Clerk Dorothy Austen Holcroft, Sussex 54 VAD

Dorothy Austen Holcroft was born in Morpeth, Northumberland in about 1888. By the time the 1901 census was taken, however, she was living in Sussex with her parents and two sisters. Dorothy's father, Thomas Austen Holcroft, was a Canadian-born Chuch of England clergyman serving the parish of Bolney in Sussex and living at Bolney vicarage. The family also had four servants as can be seen from the 1901 census return:



Ten years later, the 1911 census return shows the family still residing at Bolney Vicarage:


I knew nothing of Dorothy's service during the First World War until I was contacted in 2020 by a researcher who wrote:

"I am currently researching the female members of the code-breaking organisation formed in the Admiralty during WW1: otherwise known as Room 40 OB or sometimes ID25. At the end of 1919, the remnants of this organisation amalgamated with their counterparts in the War Office to form the Government Code and Cypher School, which has become synonymous with Bletchley Park. Notes made by W F Clarke about colleagues in Room 40 mention a Miss Dorothy A Holcroft from Lewes. Several staff members have also entered their names and addresses in a directory maintained by Clarke, and Dorothy’s handwriting is very similar indeed to the signature in Nurse Oliver’s book, so I’m satisfied we are talking about the same person.

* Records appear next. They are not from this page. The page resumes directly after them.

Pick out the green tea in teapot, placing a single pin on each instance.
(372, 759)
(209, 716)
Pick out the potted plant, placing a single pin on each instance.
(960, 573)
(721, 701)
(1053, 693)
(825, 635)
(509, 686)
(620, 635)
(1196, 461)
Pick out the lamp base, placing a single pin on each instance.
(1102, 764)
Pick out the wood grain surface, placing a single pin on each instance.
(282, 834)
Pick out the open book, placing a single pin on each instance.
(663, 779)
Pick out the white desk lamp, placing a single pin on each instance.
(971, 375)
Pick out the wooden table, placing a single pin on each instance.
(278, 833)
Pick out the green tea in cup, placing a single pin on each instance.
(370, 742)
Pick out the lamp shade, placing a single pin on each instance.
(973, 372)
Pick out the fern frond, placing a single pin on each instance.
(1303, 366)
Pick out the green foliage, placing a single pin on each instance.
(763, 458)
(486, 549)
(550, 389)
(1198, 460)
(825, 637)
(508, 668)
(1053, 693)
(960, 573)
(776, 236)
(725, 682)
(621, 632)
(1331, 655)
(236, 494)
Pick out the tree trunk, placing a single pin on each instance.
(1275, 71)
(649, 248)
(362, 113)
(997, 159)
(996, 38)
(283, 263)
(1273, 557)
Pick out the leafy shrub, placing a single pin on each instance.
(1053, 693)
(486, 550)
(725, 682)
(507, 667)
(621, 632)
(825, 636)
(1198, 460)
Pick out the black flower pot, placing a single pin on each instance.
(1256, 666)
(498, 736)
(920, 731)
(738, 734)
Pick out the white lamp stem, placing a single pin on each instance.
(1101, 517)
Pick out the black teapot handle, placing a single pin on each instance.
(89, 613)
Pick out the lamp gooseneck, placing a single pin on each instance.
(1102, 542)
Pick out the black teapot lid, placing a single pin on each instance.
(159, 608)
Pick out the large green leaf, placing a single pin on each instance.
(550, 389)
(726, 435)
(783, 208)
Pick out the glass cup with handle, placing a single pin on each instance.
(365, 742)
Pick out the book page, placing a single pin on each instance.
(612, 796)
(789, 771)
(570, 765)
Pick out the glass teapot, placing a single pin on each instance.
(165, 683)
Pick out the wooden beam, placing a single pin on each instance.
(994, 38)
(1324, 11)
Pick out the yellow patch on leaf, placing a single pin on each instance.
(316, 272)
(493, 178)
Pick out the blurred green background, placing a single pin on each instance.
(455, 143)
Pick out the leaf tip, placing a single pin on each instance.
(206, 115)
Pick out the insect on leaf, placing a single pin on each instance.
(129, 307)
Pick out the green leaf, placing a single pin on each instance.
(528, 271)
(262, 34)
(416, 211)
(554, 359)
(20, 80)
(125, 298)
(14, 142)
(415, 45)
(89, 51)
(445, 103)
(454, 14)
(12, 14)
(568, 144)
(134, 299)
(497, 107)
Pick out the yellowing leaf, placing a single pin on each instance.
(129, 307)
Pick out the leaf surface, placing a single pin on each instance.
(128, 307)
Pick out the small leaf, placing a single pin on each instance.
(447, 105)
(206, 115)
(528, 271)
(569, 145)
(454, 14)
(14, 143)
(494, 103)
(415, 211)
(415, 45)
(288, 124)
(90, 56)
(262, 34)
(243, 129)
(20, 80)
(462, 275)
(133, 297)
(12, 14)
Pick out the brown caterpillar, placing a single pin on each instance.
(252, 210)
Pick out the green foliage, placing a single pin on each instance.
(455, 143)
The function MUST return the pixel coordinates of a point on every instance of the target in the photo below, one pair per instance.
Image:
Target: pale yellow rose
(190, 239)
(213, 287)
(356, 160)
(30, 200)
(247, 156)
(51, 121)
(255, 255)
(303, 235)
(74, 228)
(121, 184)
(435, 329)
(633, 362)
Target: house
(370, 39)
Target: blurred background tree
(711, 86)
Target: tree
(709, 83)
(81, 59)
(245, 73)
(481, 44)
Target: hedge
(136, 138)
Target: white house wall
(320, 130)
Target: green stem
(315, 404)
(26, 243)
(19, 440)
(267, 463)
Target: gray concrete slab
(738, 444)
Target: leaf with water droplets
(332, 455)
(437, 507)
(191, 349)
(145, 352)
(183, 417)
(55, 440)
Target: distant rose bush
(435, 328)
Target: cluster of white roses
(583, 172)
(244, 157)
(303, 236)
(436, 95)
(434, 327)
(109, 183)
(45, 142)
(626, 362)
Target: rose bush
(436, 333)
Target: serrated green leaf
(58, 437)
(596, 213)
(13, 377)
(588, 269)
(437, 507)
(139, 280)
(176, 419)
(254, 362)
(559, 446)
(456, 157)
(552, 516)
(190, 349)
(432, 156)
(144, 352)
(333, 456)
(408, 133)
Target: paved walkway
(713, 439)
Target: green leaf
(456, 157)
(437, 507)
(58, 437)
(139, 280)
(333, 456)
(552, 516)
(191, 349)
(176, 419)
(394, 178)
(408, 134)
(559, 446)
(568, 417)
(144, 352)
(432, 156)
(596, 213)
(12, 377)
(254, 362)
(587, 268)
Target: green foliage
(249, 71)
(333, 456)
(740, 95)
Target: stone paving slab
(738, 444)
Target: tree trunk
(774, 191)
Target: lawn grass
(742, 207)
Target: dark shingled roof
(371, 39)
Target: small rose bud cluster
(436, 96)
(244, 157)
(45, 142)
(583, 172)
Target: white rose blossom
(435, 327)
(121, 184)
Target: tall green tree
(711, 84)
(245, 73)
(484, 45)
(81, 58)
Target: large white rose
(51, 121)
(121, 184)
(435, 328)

"According to Room 40’s records in The National Archives, Dorothy joined on 1st Jan 1918. That year she worked in the Naval Mission in Rome before returning to the Admiralty in Oct. This is almost certainly a reference to Room 40’s ‘branch office’ in Rome which employed a number of female clerks. W F Clarke also noted that Dorothy was a graduate, but, as yet, I haven’t established where she studied. Similarly, I don’t know how she came to be recruited into Room 40 or when she left, although there is no indication that she ever joined GC&CS." 

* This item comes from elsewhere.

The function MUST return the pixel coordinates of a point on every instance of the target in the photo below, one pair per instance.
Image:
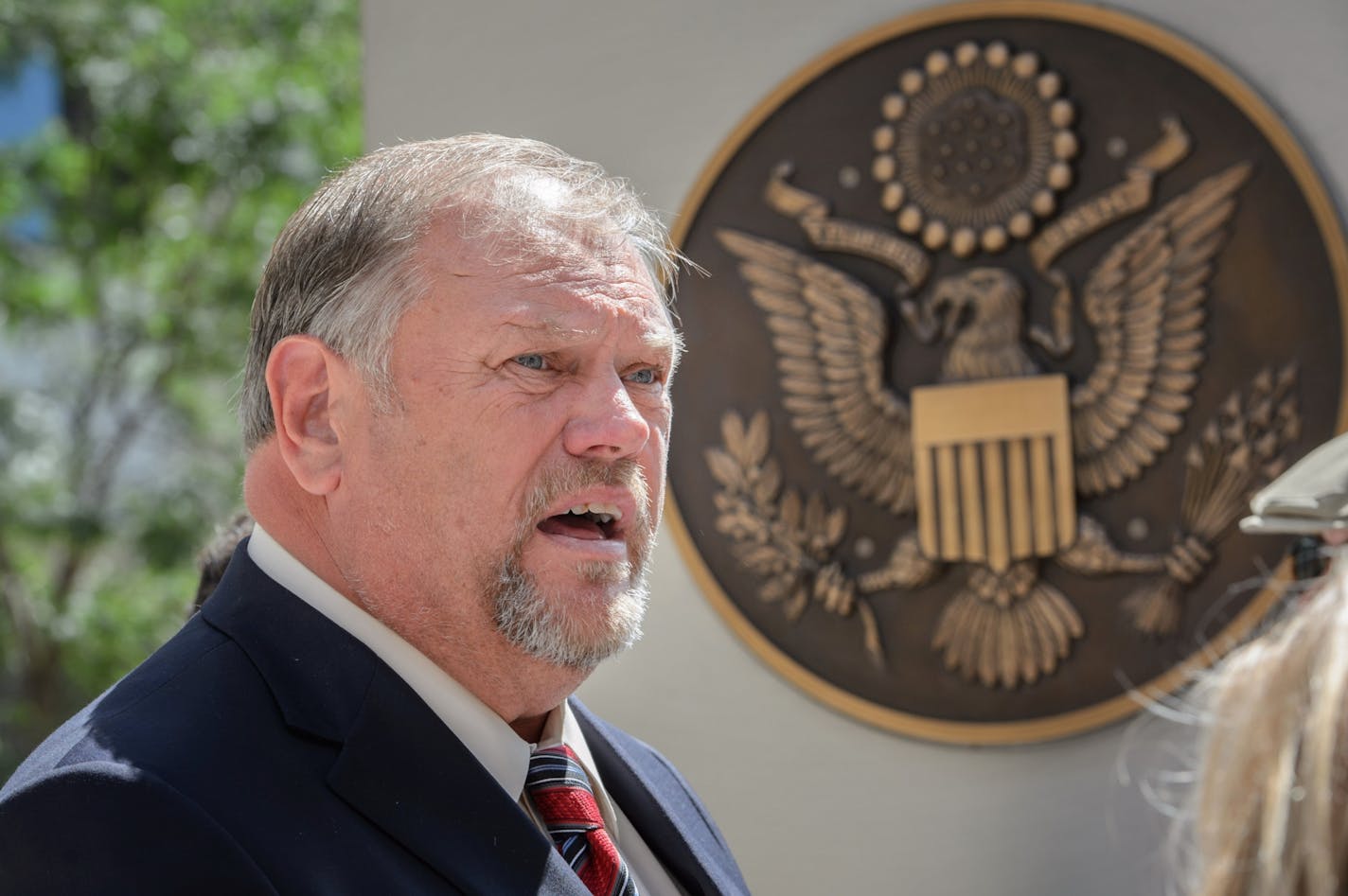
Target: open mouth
(591, 521)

In 1923 Dorothy set sail for India aboard the P&O ship Dongola. Her port of disembarkation was Bombay and she was headed for India to engage in missionary work. It is not clear how long she remained there or where exactly she worked but as I have not found her on the 1939 Register, she may still have been in India at this point in time. Her English address on the passenger list in BT 27 is given as 5 The Avenue, Lewes. Also recorded with her on this page were a Captain Alex Mackay of St Anne's, Lewes and Mrs Anna Sibyl of Sussex. Captain Mackay's name and details are scored through on this return.

Dorothy Holcroft never married and died in Lewes in 1970.